In these columns, I will present a different insight into the life of a Dutchie in Israel. A land full of surprises, where something happens every day!
I was born in Amsterdam, in the Buitenveldert neighborhood. After finishing high school at Maimonides, I moved to Israel to pursue further education. In 2015, I started dental education at the Hebrew University, and I completed it half a year ago. I’m currently doing research at Tel Aviv University.
One of the most beautiful things about studying was the diversity of the students.
I have studied with Jews of all backgrounds, Arab Muslims, Christians, and the Druze people. Our cultural or religious differences didn’t set us apart; instead brought us closer together, as we didn’t only study, we created friendships. In the Netherlands, you sometimes hear that students are afraid to walk around with a yarmulka. Or that different groups avoid each other. At my University, this could not be further from the truth.
Every Tuesday, we had a special themed afternoon. One week we would all be dancing the Dabka to Arabic music, and the following week we would feast on delicious Ethiopian food. Of course, extra attention was paid to Jewish holidays, but there were also LGBTQ+ themed days, with drag shows and all. All of this helped us get to know each other and learn from one another.
I have built up the most amazing relationships. When I married my wonderful wife, people from all over the world and all religions came to our wedding.

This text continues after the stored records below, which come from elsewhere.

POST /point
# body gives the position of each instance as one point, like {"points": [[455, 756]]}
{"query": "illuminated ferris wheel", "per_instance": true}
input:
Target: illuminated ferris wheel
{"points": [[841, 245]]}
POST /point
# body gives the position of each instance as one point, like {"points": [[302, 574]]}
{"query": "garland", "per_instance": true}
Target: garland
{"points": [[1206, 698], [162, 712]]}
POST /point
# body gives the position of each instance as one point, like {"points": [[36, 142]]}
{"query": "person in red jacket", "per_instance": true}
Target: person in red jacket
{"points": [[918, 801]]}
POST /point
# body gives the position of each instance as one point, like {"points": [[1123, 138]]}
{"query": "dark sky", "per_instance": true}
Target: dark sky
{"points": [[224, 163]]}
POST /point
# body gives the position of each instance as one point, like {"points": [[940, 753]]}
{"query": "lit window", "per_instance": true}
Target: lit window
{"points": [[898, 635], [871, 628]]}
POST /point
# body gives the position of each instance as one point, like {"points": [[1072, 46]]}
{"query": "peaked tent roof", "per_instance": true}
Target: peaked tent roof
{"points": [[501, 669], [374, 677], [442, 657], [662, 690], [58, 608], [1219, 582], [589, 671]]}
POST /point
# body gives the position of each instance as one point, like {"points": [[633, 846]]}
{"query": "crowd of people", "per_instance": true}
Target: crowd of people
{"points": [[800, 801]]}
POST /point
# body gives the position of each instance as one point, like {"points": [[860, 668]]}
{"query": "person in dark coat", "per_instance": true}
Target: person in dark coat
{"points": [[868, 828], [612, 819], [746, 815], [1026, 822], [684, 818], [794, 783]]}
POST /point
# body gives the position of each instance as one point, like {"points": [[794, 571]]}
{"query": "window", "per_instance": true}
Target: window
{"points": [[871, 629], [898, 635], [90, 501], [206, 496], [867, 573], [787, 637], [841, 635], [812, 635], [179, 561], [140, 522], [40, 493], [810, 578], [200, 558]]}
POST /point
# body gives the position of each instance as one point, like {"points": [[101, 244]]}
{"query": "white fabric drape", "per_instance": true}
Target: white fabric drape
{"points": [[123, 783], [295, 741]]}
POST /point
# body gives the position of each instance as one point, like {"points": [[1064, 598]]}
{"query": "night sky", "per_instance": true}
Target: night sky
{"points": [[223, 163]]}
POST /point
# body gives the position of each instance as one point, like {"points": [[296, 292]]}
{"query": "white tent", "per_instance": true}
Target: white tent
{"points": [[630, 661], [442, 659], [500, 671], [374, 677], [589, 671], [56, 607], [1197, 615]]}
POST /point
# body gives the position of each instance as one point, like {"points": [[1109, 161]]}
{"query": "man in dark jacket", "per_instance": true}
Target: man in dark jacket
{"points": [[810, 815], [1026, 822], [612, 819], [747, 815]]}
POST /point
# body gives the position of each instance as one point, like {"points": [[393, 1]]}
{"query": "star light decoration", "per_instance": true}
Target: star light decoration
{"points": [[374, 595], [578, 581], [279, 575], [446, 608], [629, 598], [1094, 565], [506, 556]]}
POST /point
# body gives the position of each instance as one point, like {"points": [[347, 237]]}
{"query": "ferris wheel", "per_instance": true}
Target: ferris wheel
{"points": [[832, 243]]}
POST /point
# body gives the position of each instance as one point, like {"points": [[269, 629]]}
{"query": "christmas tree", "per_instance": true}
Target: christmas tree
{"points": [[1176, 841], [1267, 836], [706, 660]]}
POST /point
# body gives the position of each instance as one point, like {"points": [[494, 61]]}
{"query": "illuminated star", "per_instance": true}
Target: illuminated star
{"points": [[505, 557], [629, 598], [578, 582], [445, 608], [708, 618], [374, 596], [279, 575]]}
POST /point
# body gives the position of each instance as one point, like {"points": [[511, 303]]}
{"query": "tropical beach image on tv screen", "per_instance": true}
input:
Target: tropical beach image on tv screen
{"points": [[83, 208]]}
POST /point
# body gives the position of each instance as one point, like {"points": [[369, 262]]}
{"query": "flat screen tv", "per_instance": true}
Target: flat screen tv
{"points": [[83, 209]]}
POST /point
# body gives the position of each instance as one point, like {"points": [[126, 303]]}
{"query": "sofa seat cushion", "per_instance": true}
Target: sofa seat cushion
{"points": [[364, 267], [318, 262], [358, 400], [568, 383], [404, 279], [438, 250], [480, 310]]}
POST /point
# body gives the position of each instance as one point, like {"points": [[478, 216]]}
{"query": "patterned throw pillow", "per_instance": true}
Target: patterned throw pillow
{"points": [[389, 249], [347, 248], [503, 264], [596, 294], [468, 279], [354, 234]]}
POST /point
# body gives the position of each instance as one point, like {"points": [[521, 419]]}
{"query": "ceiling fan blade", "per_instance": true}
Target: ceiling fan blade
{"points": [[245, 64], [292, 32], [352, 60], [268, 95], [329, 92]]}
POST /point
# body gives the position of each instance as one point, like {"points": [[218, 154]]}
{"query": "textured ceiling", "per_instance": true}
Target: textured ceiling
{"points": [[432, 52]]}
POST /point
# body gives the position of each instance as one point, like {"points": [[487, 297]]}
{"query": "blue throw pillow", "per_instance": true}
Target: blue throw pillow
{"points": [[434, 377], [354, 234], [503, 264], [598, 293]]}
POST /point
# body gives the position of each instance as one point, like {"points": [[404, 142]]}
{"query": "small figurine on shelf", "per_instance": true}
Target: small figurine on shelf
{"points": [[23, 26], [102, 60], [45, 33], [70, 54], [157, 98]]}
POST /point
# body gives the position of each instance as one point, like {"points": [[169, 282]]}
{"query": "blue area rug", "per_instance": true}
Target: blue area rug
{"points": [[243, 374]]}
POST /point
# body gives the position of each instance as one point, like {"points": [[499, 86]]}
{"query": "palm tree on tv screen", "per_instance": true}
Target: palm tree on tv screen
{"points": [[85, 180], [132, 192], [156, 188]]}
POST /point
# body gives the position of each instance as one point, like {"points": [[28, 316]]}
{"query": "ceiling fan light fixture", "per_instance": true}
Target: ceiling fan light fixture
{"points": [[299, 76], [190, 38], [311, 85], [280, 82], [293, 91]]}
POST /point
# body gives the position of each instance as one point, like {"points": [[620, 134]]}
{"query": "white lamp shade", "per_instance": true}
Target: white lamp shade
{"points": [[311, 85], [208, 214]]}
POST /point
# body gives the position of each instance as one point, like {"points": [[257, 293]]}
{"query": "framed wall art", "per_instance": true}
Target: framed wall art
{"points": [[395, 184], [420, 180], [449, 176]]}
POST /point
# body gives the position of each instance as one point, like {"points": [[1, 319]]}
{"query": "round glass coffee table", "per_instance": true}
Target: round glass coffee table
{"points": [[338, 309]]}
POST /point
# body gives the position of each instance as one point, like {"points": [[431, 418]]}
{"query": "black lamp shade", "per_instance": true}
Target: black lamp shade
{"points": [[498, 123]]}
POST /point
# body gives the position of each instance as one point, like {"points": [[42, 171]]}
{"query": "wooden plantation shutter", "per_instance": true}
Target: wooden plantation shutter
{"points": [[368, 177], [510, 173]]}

The same songs we played during the Henna (special Moroccan/Algerian/Yemeni engagement party) my Arab fellow students often played during class.
During the last war, half a year ago, there was a lot of tension at school. But we experienced a lot of beautiful moments as well. I still remember sitting with a good friend, and we explained to each other how we felt, and we just listened to each other. She to my pain, and I to her pain. And we understood each other. Those kinds of moments give me hope, and through those moments, I know that peace is possible.
Why am I writing this? Not because I want to tokenize my friends. I do not think that the fact that I have Arab friends is something special. It is regular in Israel. And the fact that it is normal in Israel makes it special to me. Sometimes the idea prevails outside of Israel that Jews and Arabs hate each other and fight all day long.
But the reality is much more mundane.
We live here with each other.
Next to each other. For each other.
We learn from each other.
Diversity is not notable here. It is just a boring reality.